Подводный ракетоносец ВМС США «Чикаго»
   Все шло хорошо. Американские «орионы» и английские «нимроды» летели впереди, разведывая путь к паковым льдам. Подводным лодкам пришлось отвернуть к востоку, чтобы избежать встречи с русской субмариной, но это было единственной неприятностью. По-видимому, Иван послал почти все свои лодки на юг, полагая, что Норвежское море уже принадлежит русским. До кромки паковых льдов оставалось шесть часов хода.
   «Чикаго» сбавил скорость, закончив вести за собой отряд подводных лодок и пропуская их вперед. Его гидролокаторы обшаривали черные воды в поисках характерных шумов русской лодки, но слышали только отдаленный грохот паковых льдов.
   Штурманская группа, ведущая прокладку, нанесла на карту положение остальных американских подводных ракетоносцев. Макафферти с удовольствием заметил, что офицерам пришлось нелегко, хотя в их распоряжении имелось лучшее гидролокационное оборудование Америки. Если так трудно сделать это моим офицерам, подумал Макафферти, то русским придется еще хуже. Команда «Чикаго» чувствовала себя, по-видимому, отлично. Три дня в гавани и, соответственно, увольнения на берег восстановили хорошее настроение у матросов. Ящики пива, присланные норвежским шкипером, а также сообщение о том, что выпущенный ракетоносцем «гарпун» все-таки потопил корабль противника, сыграли тут немалую роль. Макафферти уже сообщил команде о предстоящей операции. Все спокойно выслушали его и даже отпустили пару шуток по поводу того, что возвращаются обратно домой — в Баренцево море.

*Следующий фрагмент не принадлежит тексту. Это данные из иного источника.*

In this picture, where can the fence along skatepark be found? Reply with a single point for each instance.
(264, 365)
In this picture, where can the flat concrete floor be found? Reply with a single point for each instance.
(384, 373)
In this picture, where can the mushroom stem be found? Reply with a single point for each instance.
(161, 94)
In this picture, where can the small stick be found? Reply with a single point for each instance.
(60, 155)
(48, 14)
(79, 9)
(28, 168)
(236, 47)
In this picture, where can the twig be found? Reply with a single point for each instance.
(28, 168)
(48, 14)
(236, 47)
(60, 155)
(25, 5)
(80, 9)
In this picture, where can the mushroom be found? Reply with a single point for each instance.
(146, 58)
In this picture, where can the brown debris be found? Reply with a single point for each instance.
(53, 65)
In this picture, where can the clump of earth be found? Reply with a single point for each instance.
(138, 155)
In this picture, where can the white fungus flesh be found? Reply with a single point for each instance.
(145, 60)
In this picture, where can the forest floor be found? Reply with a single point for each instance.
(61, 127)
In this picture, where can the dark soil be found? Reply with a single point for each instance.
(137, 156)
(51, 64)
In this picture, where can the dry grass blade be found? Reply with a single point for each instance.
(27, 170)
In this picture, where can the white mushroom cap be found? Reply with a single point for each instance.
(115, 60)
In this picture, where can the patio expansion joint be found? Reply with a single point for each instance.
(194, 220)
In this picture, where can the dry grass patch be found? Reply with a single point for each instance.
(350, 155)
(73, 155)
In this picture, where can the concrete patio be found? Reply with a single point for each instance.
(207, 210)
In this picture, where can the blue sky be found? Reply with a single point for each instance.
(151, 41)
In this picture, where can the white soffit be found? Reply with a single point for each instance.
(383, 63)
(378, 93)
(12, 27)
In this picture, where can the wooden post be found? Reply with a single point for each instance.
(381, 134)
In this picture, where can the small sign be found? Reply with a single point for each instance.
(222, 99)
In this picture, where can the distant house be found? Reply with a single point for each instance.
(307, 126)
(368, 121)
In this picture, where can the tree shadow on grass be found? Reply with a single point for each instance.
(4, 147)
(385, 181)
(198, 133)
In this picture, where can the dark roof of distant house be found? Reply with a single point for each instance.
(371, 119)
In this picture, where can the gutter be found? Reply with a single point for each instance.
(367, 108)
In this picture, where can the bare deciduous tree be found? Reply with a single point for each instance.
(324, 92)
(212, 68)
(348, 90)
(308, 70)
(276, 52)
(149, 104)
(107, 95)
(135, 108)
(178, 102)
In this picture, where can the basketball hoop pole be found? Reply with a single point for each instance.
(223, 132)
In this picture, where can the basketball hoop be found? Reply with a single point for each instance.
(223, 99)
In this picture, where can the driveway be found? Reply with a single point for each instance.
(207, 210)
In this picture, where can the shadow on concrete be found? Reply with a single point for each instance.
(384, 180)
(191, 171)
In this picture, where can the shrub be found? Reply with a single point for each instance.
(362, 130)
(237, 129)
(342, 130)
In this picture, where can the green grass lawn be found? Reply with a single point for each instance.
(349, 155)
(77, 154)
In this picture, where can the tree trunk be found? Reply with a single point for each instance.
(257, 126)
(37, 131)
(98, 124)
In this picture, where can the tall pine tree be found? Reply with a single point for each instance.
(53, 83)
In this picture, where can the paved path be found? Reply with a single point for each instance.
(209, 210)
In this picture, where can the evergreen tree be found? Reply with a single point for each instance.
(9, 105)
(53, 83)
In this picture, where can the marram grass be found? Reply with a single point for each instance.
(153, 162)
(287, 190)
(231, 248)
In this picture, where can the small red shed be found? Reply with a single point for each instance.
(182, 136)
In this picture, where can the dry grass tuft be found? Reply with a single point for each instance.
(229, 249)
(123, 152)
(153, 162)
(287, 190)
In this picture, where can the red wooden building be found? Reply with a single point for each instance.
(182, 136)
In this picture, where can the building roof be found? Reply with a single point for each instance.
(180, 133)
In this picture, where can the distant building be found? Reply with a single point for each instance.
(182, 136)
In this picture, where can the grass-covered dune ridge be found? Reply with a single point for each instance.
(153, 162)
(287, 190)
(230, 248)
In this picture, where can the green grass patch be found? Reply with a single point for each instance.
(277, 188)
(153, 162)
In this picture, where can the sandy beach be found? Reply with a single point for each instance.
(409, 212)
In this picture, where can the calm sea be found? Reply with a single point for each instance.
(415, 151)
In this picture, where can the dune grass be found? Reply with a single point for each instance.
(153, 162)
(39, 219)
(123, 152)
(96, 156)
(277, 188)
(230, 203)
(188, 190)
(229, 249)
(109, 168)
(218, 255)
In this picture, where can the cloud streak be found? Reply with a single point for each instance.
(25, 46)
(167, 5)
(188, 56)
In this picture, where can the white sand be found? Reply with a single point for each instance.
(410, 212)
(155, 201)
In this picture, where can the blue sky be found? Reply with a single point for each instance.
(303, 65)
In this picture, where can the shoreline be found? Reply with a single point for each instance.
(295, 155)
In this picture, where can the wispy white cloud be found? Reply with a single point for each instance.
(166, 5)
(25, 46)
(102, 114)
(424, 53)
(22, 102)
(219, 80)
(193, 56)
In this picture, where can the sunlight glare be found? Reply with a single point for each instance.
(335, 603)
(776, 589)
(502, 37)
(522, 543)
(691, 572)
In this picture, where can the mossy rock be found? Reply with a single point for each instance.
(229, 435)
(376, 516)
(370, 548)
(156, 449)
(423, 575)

   — Вперед пошел «Бостон», шкипер, — сообщил командиру старпом. — Теперь нас тащат за собой.
   Макафферти подошел к прокладочному столику и посмотрел на карту. Все выглядело хорошо, но он, тем не менее, тщательно проверил обстановку. Когда по одному курсу движется столько подводных лодок, опасность столкновения становится реальной. Старшина у штурвала перечислил субмарины, обогнавшие «Чикаго». Командир удовлетворенно кивнул.
   — Две трети хода вперед, — приказал он. Рулевой отрепетовал команду и передвинул рычаг машинного телеграфа.
   — Из машинного отделения подтверждают — две трети вперед.
   — Отлично. Лево руля, десять градусов. Новый курс три-четыре-восемь.
   «Чикаго» набрал скорость в пятнадцать узлов и занял свое место в хвосте процессии, стремительно двигающейся к арктическим льдам.


Глава 31 Демоны



Виргиния-Бич, штат Виргиния
   — Лево на борт! — выкрикнул Моррис, указывая на белый пенный след торпеды.
   — Право на борт, слушаюсь! — ответил рулевой, крутанул штурвал до упора направо, потом налево и затем выровнял корабль.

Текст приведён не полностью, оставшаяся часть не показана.